It is easy to be angry at the villagers who had heard about the men who killed Leonard Archibald. From the various accounts, it seems reports had been made to the police station. The police, as expected, have no record of any report. It is difficult to make police reports. There are conflicting issues in Guyana about crime statistics, and it seems that the reduced crime figures are probably correlated to citizens refusing to undergo the frustration of dealing with the police. Children will probably not want to approach police.
The police themselves seem to be in their own turmoil.
Are communities then supposed to exact some kind of vigilante justice when the police are not serious? What are children and other citizens to expect when they want to make a report to the Childcare and Protection Agency, or the police? How are hospitals supposed to respond when they suspect children have been abused? Who follows up when ‘money’ settles matters? Who is going to ensure healing for the survivors of abuse?
What happens to officials who fail in their duty of care? There are no answers in any of the calls of ‘community should do more to protect’ especially if the State has a responsibility to children.

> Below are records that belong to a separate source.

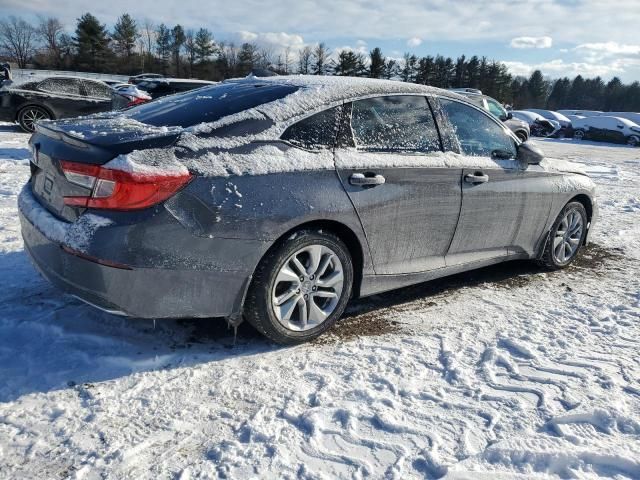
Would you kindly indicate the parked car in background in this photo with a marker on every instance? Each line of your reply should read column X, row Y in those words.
column 54, row 97
column 607, row 129
column 144, row 76
column 582, row 113
column 168, row 86
column 565, row 123
column 633, row 116
column 130, row 95
column 517, row 126
column 293, row 195
column 538, row 125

The PPP and the National Assembly did nothing to formally resolve the allegations of child sexual abuse which were made against Kwame McCoy. He was the nominee of the then Minister Priya Manickchand to the Rights of the Child Commission. Another minister, Volda Lawrence, faced calls for her resignation after she did nothing to see independent and formal resolution of the allegations of child sexual abuse against her colleague, Councillor Winston Harding. The politicians held their course.
What will the political parties who have dismissed allegations of child abuse do differently now? What will the police and the CPA do differently now? What will the Ministry of Education do differently now as their teachers can still beat children who might also be dealing with other forms of abuse?